Original injunction correctly granted, but harm has already occurred
The Supreme Court has agreed to hear argument this week on whether the “celebrity threesome” injunction should be lifted. Ruling in PJS v News Group (celebrity injunction) [2016] EWCA Civ 393 this week, Lord Justice Jackson, Lady Justice King and Lord Justice Simon extended the ban on publication by two days to allow the celebrity’s lawyers, Carter-Ruck, time to lodge an application to the Supreme Court.
The injunction was granted to stop the Sun on Sunday publishing a story about a “three-way sexual encounter” between the claimant, PJS, who is married with two children, and two others, AB and CD. The story has been published online, overseas and in Scotland and Ireland.
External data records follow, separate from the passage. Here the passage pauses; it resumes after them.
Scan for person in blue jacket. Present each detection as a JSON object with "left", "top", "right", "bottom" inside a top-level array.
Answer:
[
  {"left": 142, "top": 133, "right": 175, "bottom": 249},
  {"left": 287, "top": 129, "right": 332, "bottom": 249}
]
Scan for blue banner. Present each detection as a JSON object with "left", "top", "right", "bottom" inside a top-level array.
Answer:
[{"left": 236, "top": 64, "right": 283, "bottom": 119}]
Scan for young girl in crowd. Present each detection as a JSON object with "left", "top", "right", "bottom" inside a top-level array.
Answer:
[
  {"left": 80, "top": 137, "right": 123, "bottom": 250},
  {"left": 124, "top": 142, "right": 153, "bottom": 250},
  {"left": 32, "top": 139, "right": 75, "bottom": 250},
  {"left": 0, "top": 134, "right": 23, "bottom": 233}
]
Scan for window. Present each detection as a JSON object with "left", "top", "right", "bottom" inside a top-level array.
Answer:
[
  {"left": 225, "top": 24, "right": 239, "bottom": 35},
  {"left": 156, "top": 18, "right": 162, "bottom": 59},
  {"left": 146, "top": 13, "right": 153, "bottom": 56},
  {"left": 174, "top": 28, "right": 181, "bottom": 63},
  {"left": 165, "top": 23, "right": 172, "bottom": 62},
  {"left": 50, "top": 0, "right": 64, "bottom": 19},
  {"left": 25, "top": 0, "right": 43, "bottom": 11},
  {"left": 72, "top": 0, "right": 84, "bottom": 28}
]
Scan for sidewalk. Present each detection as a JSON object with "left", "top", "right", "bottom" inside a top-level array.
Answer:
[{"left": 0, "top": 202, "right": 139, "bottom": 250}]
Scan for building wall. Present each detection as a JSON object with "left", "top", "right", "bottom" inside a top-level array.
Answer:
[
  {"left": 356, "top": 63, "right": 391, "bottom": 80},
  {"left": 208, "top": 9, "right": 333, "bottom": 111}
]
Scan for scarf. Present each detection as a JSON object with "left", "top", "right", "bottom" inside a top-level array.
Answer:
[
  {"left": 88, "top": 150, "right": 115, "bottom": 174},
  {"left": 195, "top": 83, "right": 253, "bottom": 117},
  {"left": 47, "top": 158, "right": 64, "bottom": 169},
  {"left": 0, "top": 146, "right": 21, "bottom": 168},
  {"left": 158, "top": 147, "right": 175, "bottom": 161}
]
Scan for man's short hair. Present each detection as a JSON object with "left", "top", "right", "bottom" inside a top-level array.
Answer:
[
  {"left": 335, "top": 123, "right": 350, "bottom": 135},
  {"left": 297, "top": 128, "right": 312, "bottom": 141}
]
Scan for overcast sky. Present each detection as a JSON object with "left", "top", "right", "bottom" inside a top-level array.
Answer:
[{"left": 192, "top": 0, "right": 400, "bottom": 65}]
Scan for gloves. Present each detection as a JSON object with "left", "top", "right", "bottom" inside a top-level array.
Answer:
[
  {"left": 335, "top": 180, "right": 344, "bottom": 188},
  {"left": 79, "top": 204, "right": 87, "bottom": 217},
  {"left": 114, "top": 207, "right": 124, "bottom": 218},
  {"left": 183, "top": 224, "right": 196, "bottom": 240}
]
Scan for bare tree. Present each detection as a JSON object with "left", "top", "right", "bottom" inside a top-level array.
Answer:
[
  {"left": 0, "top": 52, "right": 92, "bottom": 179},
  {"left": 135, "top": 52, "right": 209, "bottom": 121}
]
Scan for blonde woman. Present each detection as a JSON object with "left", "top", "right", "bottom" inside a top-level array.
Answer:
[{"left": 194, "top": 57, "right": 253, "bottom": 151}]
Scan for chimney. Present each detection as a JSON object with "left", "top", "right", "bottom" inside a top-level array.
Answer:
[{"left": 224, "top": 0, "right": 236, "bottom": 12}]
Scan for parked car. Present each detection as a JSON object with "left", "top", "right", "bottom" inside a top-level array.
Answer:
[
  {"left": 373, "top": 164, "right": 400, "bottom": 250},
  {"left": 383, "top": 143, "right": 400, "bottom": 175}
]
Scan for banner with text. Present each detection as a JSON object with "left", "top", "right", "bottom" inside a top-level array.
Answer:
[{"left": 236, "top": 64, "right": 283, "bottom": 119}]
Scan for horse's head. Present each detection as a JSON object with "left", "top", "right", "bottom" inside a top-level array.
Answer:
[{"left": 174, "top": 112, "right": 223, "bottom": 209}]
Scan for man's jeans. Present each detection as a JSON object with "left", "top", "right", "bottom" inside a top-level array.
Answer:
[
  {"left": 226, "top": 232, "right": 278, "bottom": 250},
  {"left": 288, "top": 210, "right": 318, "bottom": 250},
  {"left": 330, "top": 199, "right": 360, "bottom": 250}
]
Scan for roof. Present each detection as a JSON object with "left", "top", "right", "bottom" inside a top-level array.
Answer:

Jackson LJ said the starting point for the court was that the original injunction was correctly granted. However, he set out seven reasons why PJS was unlikely to obtain a permanent injunction, including that knowledge of the story was now so widespread that “confidentiality has probably been lost”; much of the harm the injunction was intended to prevent had already occurred; whether or not an injunction was granted, it was “inevitable that the two children will in due course learn about these matters”; and the court “should not make orders which are ineffective”.
Amber Melville-Brown, head of Withers’ media & reputation team, says: “Now we can all lawfully revel in the ins and outs of the private sexual life of a celebrity and his partner, while they must endure having their private lives firmly on parade.
“But in fact, we can’t, because reporting restrictions remain while the case goes even higher up the court echelons, on appeal.
“If this case is about a threesome, it is about: first, how to deal with porous national borders vis a vis internet publications; second, the impact of a potentially fatal blow on a major protection for the people versus the press; and finally, the extent to which our courts can operate when the public on social media and elements of the press disrespect the letter and the spirit of the law and, via their publications, effectively tell our judiciary that they don’t give a fig about their considered decisions, under the guise of free speech.”